А какое там у нас последнее предложение в первом абзаце?
Ну вот.
Таким образом, когда мы в 90-е поворачивались лицом к рынку, мы заодно и принимали (молча) в качестве одного из условий то, что бизнесом будет всё, в том числе медицина и лекарства.
Конечно, молодое поколение может сказать: “мы не делали этот выбор, это вы сделали его за нас, а нам теперь как?”.
На что я отвечу, что каждое поколение делает какой-то выбор, который будет оказывать эффект (плохой ли, хороший) на последующие поколения. Так, свой выбор (и, молчаливо за нас и от нашего имени) делало поколение наших родителей, а перед ними — их родителей. А поколения, которые придут нам на смену, будут делать свой выбор за себя, и, молчаливо, дальше, за всё ещё будущие поколения.
Так что, возвращаясь, принимаем как данность, что лекарства — это бизнес.
Но… опять же, как данность, теперь надо принять, что без бизнеса не было бы и лекарств.
В качестве дисклеймера, автор никак не аффилирован ни с каким производителем лекарств, ни с какой цепочкой, вовлечённой в этот процесс, и не имеет никакого финансового или другого интереса, связанного с написанием статьи на эту тему.

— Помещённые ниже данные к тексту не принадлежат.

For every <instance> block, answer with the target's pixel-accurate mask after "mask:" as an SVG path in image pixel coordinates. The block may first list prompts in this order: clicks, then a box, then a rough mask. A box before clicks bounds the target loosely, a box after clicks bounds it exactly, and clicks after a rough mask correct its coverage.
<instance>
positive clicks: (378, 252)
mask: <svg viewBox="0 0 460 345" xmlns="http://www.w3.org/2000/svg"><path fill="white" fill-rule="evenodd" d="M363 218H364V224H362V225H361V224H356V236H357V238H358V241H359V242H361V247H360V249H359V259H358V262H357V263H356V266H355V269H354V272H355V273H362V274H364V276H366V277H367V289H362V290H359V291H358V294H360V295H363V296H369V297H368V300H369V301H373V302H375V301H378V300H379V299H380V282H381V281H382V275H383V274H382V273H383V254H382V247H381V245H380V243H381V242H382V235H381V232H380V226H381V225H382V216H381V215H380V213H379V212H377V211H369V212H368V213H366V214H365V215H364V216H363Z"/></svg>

Я не хочу выступить ни адвокатом, ни прокурором, ни судьёй. Я просто хочу дать более-менее отстранённый, и, насколько получится, объективный взгляд на то, что такое в современном мире выпустить лекарство на рынок.
С чего начнём? Времена Луи Пастера или Зинаиды Виссарионовны Ермольевой давно и безвозвратно ушли. Но и сейчас процесс разработки нового лекарства начинается в лаборатории. Это может быть лаборатория большой фармакологической компании (БФК, для краткости), а может быть какая-то исследовательская или академическая лаборатория, которых сейчас сотни или, возможно, тысячи. Вы вспоминаете слово “Ухань”? Да, и там тоже.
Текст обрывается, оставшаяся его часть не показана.